3 – Aphex Twin | Syro

It would be difficult to pinpoint someone else who had a bigger impact on electronic music over the last 30 years. Even Radiohead’s transformation with OK Computer towards the end of the century was not unprecedented due to Aphex Twin’s previous exploration of the electronic elements used. Richard James’ shadow continued to be cast far into the 00’s and 10’s as we neared the midway point of this decade. Similar to D’Angelo, this record is a culmination of work produced over 13 years of reclusivness and due to the fact that there were no surprises. Again, spoiler to those who haven’t heard it yet: but this is not the best electronic album of all time – but this is exactly what you’d expect from Aphex Twin, if he released it in 2005 or 2025.

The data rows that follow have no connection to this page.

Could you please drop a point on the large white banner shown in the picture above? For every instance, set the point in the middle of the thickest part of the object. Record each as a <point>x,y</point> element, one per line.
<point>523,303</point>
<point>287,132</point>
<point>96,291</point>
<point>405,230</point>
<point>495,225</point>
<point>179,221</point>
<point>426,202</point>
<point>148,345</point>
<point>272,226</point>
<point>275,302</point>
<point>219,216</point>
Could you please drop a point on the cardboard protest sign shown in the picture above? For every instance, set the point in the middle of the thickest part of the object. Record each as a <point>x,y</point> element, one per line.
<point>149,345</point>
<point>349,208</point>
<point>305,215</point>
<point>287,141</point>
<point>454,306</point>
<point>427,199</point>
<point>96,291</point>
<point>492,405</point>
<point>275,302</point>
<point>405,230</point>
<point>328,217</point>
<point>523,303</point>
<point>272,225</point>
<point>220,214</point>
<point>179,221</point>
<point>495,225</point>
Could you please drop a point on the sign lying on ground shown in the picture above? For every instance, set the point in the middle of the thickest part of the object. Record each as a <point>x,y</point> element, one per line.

2 – The War On Drugs | Lost In A Dream

This one is really challenging to listen to. Authentic and artificial, happy and heart-breakingly sad, the dualism of the sound of this record (without even touching on the subject matter of the lyrics) is enthralling. Regarding the aforementioned subject matter – yeah, it’s pretty heavy stuff too. Touching on band ‘linchpin’ Adam Granduciel’s personal struggles of loneliness, depression, and fear of dying, this record pulls on a lot of heartstrings at points, but also tells the world to ‘fuck off’ in such an originally beautiful way that it was really difficult to rank this at a mere 2nd place on our list.


1 – FKA Twigs | LP1

I had to make it official somehow; this album perfectly represented the time in which it was made. Futuristic R&B, low-synth bass, wavy layered synth, and incredible vocal work that brings forth sometimes very raunchy and sometimes very subtle lyrics which are beautifully written and composed. This album completely and perfectly reflected the mood of the times in 2014.